Moreover, section (c)(3) of the proposed rule highlights the unfairness in the lack of protections for veterans from CRA reporting when they are disputing their debt. Removing the minimum threshold for any debt where there is an “indication of fraud, misrepresentation, or bad faith”[8] by the veteran but not automatically suspending the reporting to a CRA (and collections on that debt) when there is an error by the Department or a school, or if there is an indication of fraud, misrepresentation, negligence, or bad faith on the part of an institution, which is the actual recipient of VA’s money, illustrates how veterans are not being treated fairly in this proposed rule. The final rule should specifically exclude any debt from being reported to a CRA until an individual’s dispute or appeal with VA related to that debt is resolved.

No Debt Should Be Reported That is Owed by A Veteran Who is Totally and Permanently Disabled.

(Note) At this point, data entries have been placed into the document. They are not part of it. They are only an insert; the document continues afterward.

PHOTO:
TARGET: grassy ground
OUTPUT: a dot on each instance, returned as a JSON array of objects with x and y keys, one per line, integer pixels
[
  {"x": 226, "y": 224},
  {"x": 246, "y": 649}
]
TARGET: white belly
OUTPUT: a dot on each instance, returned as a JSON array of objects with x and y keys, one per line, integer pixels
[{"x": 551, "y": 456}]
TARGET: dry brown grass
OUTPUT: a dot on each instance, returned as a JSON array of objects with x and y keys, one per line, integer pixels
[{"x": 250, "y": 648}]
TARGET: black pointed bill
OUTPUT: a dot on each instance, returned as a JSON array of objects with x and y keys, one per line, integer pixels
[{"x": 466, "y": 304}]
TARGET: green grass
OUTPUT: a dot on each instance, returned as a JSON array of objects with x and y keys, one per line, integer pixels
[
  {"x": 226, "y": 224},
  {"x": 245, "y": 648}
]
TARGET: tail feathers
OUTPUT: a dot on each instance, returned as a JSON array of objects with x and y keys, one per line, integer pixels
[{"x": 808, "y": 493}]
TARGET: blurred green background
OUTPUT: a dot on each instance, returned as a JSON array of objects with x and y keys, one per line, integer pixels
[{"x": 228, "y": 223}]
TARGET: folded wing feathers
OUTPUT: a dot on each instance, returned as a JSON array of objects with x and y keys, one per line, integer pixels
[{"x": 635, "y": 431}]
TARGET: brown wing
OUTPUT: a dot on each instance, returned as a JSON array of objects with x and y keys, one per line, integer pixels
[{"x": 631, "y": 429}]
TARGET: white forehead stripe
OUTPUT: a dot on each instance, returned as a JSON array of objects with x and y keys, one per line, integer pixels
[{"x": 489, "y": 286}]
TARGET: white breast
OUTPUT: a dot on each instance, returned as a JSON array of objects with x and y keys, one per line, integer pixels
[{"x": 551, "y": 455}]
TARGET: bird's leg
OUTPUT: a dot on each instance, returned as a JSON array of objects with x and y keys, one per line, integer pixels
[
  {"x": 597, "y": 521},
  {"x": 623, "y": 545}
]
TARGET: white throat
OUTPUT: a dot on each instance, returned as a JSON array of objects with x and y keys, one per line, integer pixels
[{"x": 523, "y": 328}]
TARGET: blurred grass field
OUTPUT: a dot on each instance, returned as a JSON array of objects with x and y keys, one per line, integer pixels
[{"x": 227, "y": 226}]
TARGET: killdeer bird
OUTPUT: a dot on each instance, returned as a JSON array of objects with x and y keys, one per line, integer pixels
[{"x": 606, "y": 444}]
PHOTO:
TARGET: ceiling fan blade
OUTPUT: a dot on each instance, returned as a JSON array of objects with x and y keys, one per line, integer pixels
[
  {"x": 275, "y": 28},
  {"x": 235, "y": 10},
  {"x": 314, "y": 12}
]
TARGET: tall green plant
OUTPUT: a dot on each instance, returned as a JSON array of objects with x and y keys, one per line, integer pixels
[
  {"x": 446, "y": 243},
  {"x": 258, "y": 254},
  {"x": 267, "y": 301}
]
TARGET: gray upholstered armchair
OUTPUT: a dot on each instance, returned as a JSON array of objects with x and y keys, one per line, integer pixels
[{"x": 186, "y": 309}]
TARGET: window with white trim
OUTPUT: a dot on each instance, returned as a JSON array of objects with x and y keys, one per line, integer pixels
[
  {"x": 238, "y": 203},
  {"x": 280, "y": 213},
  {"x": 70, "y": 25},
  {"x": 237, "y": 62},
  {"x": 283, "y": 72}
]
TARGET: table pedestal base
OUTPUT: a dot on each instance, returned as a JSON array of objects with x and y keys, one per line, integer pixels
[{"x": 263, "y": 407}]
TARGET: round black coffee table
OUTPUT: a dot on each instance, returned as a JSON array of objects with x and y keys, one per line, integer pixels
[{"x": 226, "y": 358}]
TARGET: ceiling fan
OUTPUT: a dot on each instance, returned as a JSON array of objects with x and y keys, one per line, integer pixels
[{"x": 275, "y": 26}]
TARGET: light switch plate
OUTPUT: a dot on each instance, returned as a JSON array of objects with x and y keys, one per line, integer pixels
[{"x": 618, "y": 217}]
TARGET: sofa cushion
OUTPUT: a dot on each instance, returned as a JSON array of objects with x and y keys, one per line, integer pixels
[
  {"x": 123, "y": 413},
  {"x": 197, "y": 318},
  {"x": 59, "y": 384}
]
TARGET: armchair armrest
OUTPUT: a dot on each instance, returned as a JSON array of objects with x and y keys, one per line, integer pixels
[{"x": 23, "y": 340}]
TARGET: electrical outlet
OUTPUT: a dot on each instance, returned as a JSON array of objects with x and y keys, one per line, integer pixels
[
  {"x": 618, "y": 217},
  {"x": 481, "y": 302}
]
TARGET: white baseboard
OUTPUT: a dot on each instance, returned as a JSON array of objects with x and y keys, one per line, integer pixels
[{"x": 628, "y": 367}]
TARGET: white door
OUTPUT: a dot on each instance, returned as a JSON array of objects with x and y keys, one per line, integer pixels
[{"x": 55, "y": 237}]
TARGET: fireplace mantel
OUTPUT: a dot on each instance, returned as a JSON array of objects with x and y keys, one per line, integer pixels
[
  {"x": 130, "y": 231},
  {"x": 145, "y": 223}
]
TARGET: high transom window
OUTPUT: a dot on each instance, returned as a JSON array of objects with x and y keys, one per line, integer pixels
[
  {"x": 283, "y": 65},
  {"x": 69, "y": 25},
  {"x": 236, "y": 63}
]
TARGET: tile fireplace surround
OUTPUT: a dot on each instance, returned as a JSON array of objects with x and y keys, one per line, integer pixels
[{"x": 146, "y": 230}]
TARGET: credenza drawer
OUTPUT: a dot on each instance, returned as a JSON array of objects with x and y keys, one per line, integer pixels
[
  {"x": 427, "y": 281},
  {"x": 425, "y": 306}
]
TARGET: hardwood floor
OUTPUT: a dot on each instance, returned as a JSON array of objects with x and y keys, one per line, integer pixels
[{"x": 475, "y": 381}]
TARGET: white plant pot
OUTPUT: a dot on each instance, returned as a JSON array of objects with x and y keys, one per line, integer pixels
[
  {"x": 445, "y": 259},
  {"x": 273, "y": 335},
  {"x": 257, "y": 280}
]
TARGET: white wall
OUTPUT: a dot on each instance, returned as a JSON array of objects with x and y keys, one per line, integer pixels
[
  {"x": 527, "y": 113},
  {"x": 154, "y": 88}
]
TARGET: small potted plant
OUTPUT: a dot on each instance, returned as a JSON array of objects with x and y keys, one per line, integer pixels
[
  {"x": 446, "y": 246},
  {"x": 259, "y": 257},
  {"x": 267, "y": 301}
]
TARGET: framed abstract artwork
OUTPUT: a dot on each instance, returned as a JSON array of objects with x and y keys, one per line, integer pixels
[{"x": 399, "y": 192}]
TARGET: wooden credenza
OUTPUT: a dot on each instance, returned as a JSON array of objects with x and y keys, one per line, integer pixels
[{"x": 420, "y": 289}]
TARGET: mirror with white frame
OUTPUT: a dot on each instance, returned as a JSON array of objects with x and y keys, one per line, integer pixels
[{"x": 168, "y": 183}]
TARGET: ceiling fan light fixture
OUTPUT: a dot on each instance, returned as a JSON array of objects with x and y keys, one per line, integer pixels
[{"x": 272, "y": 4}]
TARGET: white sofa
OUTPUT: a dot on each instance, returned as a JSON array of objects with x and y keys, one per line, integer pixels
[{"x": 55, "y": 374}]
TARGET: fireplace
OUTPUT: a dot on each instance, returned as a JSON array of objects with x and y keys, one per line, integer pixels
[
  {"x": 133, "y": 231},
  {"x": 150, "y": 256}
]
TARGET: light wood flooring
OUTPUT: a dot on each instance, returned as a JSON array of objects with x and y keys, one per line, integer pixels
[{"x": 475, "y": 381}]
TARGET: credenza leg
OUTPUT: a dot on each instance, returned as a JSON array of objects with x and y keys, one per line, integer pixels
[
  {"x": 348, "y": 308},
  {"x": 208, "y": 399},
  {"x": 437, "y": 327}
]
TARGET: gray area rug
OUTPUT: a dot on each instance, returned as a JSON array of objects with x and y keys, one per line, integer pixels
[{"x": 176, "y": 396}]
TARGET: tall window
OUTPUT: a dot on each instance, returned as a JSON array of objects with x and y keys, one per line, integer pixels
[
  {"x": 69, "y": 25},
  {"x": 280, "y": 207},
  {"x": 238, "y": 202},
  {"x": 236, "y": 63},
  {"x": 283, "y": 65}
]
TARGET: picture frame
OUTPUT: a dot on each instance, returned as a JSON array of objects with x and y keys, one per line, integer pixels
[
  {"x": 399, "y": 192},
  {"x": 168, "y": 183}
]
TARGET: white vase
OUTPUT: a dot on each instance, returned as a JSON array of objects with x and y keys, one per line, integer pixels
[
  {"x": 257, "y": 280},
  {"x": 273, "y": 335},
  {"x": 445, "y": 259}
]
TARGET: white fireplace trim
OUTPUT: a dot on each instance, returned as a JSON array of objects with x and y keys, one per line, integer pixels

The proposed rule, in section (2)(ii), prohibits the reporting of debts to a CRA that are owed by a veteran who has been determined to be “catastrophically disabled.” VA should align this rule to meet the Department of Education’s (“ED”) Total and Permanent Disability Discharge program. ED is in the process of discharging student loans owed by veterans that have a service-connected disability (or disabilities) that are 100% disabling or that are found to be totally disabled based on an individual unemployability rating. VA’s use of “catastrophically disabled” in this proposed rule places a significantly higher standard even though a rating of 100% or a finding of total disability makes it just as unreasonable to expect the veteran to be able to repay the debt. VA should alter this section to use terminology that is consistent with other federal educational debt programs that recognize that veterans may not always be “catastrophically disabled” and yet, it would still be unfair to demand that they repay their debt to VA. The final rule should exclude any debt from being reported to a CRA that is owed by a veteran that is totally and permanently disabled or that is rated 100% disabled.

We ask that VA consider the causes and impact of overpayment debts arising from GI Bill and other veterans education benefits and we urge VA to significantly revise this rule to reflect the unique circumstances of overpayment debts resulting from these unique benefits. We would welcome the opportunity to discuss our comments to this proposed rule with you in further detail.

Sincerely,
Christopher J. Madaio
Vice President for Legal Affairs Veterans Education Success

[1]Bureau of Consumer Financial Protection, Office of Servicemember Affairs Annual Report (January 2019), p. 12. https://files.consumerfinance.gov/f/documents/cfpb_osa_annual-report_2018.pdf
[2]Post-9/11 GI Bill: Additional Actions Needed to Help Reduce Overpayments and Increase Collections, United States Government Accountability Office (October 2015). https://www.gao.gov/assets/gao-16-42.pdf
[3]Id. p. 11.
[4]Id. p. 12.
[5]Veterans who have come to us for help have told us that recruiters lied to them about the types of classes and programs offered, the school’s true tuition and how much they would need to pay out of pocket beyond the GI Bill, the school’s accreditation and their ability to transfer to a public university, whether the school had real professors, the classroom equipment available, and more.
[6]See, e.g. Testimony of Chris Neiwee, Former DeVry military recruiter, June 12, 2013. https://vetsedsuccess.org/former-devry-military-recruiter-whistleblower-testimony/
[7]In contrast to VA’s disbursement of a full term of GI Bill after just one day, the Department of Education delays disbursement for new students and prorates the amount of tuition the school has “earned” during the term, up until 60 percent of the semester has passed (after the 60 percent cutoff, a school is viewed as having earned 100 percent of the term of Title IV funds).
[8]The VA should consider revising this aspect of the proposed rule to include greater clarity around the level of proof needed to establish an “indication of fraud, misrepresentation, or bad faith”, to ensure consistency for any veteran alleged to have committed such conduct.